Ящерки любили на песке.

Любили бесстрастно. Сухо протирались шелудивыми спинками. Замирали. Бесчувственно тыкались обугленными рыльцами в песок. И гневливо теснили друг дружку раздувшимися зобками.

Но это степняку понятно, что они любили и что на песке, у него глаза со степями свыклись. Иные, полагаю, не приметили бы и вовсе, а так — поглядевши на оживший песок, подумали, что ветер это — зябью его покрывает.

А еще я полагаю, что, народившись в лагере, ящерки и погибали в нем. Как ни трудись, а не могли они на волю из бурой накипи проволок выплеснуться.

Зеки изводили ящерок шутейно — кто первый забьет. Но затем жрали угрюмо, будто французы лягушат, приготавливая на воровских костерках. А нажравшись вдоволь, забивали уже просто так — чтобы забить.

Еле живыми подбираясь к запретке, ящерки с наступлением темноты перебегали в караул. С зарубами, измученной кожицей, на которой, бывало, отловив беглянку, солдаты разглядывали наколотые зеками кресты или виселицы.

На виселицах висели они, конвойные, будто б с лягушачьими лапками, вместо ног.

Осерчав, занедужив, солдаты растаптывали ящерок сапогами, чтобы не оставалось от увиденного и следа, и чтобы забыться потом от жестокости нечаянных расправ.

Дальше караулки ящеркам ползти было некуда. Выложенная натесанными глыбами, она и тогда бы отворяла с неохотой тяжелые, окованные железом двери, когда бы выносили из нее в гробах.

Подле дверей, имевших на своих створах набухшие и рыжие, как сосцы, советские звезды, томились солдаты из бодрствующих, чтобы не случилось с караулом беды: смертей, а может, и тех виселиц, которые они видели. Томились в тени. И два оскалых, ребристых корой дерева, как бродячие собаки, жались к людям, дрожали ознобисто от ветерка, чего-то боясь. Это были дикие яблони, и солдаты из бодрствующих лежали под ними, отгоняя сорванными ветками погустевших от зноя мух. Конвойные томились.

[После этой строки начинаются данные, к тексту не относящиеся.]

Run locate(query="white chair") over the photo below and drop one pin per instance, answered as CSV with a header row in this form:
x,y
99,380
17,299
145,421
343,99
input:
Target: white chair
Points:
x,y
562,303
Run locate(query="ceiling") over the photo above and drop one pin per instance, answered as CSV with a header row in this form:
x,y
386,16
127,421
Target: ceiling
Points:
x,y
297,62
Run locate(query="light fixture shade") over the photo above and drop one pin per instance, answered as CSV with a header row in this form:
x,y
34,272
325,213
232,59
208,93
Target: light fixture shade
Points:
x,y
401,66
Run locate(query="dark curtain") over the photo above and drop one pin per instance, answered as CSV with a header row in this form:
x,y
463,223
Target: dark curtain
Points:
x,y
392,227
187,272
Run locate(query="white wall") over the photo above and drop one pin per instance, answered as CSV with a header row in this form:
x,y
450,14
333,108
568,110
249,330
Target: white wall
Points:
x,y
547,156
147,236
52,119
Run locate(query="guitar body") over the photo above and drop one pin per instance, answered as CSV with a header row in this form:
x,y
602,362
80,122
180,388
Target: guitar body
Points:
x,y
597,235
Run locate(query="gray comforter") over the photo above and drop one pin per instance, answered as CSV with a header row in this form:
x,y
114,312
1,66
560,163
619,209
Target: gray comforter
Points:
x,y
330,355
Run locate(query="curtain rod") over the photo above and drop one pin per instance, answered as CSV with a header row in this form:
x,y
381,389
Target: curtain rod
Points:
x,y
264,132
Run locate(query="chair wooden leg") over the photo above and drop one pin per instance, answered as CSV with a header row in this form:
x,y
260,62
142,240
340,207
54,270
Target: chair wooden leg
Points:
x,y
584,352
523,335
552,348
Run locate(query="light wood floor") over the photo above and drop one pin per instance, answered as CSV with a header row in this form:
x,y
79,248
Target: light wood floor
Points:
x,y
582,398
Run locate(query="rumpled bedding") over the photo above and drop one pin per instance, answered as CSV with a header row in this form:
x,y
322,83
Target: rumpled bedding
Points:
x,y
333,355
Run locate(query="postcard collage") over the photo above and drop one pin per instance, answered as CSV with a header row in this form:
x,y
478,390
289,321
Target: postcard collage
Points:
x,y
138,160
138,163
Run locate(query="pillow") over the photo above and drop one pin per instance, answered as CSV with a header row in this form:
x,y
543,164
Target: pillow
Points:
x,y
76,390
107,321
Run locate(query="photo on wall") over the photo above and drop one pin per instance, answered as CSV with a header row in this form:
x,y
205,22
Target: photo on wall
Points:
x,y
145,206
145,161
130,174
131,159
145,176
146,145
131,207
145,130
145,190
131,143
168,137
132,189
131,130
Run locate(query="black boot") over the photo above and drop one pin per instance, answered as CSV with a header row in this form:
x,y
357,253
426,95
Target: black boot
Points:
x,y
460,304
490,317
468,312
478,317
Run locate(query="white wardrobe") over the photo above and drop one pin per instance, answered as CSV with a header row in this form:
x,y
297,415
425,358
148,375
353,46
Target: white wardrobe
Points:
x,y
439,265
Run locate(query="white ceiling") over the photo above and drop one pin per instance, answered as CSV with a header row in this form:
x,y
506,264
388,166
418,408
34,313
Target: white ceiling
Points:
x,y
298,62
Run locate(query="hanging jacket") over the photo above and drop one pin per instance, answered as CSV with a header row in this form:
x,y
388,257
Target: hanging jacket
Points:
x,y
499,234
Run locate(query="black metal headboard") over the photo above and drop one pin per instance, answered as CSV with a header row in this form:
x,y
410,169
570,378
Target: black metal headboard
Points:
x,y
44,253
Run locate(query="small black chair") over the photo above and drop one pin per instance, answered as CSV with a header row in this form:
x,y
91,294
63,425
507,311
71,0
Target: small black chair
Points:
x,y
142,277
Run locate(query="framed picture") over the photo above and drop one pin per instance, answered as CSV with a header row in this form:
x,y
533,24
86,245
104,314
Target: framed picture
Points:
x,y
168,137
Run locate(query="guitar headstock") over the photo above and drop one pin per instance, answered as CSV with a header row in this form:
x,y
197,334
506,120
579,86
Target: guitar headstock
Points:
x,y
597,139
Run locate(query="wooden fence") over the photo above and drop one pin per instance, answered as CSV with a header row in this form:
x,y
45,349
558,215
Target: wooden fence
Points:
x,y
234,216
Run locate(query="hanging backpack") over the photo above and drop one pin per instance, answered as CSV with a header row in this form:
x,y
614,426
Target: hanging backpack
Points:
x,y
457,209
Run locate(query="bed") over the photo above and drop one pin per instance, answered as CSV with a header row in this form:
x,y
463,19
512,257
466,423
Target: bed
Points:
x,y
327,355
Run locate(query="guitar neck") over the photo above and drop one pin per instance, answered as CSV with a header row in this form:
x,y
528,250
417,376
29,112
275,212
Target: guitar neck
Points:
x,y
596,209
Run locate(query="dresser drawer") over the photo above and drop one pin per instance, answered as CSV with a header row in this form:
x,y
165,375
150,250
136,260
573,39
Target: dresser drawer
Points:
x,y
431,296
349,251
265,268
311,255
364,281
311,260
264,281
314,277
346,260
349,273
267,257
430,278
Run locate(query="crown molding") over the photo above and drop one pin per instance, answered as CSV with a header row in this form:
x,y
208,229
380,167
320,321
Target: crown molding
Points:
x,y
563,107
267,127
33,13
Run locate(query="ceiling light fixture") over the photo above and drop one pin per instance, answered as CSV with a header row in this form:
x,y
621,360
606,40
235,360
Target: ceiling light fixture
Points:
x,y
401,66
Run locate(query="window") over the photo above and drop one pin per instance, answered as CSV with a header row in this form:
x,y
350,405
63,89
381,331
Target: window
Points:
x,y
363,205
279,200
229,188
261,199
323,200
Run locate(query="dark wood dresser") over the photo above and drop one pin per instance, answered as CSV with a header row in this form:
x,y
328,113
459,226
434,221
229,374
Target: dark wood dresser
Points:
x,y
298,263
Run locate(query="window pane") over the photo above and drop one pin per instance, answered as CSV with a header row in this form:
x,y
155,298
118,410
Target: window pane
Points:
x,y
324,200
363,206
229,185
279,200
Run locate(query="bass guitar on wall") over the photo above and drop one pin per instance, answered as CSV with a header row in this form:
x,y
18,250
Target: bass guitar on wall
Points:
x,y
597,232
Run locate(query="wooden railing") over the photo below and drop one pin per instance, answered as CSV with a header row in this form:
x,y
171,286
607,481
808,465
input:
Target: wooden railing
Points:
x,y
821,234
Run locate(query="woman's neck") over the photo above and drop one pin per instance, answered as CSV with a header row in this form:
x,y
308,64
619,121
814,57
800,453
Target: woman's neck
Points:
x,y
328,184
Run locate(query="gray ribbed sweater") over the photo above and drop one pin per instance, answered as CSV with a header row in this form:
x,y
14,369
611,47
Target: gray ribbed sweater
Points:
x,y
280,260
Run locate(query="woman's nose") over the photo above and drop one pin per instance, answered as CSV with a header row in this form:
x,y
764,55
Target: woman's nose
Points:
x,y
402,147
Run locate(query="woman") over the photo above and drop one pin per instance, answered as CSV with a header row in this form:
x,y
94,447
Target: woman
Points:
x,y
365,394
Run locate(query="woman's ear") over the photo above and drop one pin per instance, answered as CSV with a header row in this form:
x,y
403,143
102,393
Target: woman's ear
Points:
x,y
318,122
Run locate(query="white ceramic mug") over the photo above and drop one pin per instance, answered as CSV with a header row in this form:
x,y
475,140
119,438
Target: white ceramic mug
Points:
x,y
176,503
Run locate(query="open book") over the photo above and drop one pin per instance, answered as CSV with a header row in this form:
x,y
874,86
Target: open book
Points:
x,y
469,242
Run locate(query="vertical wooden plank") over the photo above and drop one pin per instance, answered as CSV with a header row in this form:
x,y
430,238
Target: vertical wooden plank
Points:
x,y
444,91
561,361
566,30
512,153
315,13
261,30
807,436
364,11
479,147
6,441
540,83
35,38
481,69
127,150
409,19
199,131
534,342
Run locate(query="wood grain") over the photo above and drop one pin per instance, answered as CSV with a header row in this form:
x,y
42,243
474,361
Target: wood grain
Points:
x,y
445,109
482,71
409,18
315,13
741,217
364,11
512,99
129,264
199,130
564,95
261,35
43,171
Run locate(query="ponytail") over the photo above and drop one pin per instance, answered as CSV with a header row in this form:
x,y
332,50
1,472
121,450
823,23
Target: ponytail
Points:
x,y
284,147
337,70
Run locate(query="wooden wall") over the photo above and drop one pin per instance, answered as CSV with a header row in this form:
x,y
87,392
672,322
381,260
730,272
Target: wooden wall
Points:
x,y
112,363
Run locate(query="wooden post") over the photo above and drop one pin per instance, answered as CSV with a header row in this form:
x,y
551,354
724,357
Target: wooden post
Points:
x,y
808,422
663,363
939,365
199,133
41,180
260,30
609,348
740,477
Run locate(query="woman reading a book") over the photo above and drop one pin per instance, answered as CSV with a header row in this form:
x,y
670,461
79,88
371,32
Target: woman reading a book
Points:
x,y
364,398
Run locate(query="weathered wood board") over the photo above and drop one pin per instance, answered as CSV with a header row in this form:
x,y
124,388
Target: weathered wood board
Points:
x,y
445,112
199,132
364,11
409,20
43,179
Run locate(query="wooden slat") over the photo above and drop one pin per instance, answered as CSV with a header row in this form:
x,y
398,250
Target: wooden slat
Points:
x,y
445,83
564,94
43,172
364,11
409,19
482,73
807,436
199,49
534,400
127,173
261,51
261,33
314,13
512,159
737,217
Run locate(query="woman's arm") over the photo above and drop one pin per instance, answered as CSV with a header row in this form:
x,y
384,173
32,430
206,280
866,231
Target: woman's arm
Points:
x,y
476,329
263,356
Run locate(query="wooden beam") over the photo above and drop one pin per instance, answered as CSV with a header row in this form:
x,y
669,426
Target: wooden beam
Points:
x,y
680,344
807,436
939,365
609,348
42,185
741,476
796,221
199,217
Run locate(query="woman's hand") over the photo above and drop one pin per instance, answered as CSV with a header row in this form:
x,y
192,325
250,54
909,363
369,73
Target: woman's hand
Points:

Они оглядывали караулку, шествуя глазами от стены к стене. И ничто на земле не жаловало милостью склониться над собой, подивиться, порассуждать и потешиться походя словцом мудреным, из тех, что пришлись когда-то по нраву своей бесполезной красотой.

А потому конвойные оглядывали караулку, шествуя глазами от стены к стене, будто выгуливали присмиревшие в заточении души.

И старослужащий Сухов приметил, как любились ящерки на песке. Но поначалу сробел подсказать дружкам и украдкой подглядывал за ними в одиночестве.

Принужденные бодрствовать дружки почувствовали молчок Сухова и с насторожением ожидали, когда зашевелятся его сомкнутые губы, чтобы не отвадить от откровения вовсе.

И Сухов сказал: «Глядите, на песке ящерки мнутся… Из этого дети рождаются.» Служивые задышали тише.

Кадыев задумчиво улыбнулся и, чуть помедлив, ответил: «Е-е-е, зачем врешь? Долго надо, чтобы детка родить получилось.» — «Это ж почему?» спросил Ероха. «Погулять для себя надо? Надо. Целовать надо? Надо. И калым платить. И чтобы девушкой была. И еще — подумать надо!» — «Правда что ли, Сухов?»

Сухов кивнул: «Это долго надо. У меня с Веркой-прапорщицей так же было, вот только не родила почему-то … сука.»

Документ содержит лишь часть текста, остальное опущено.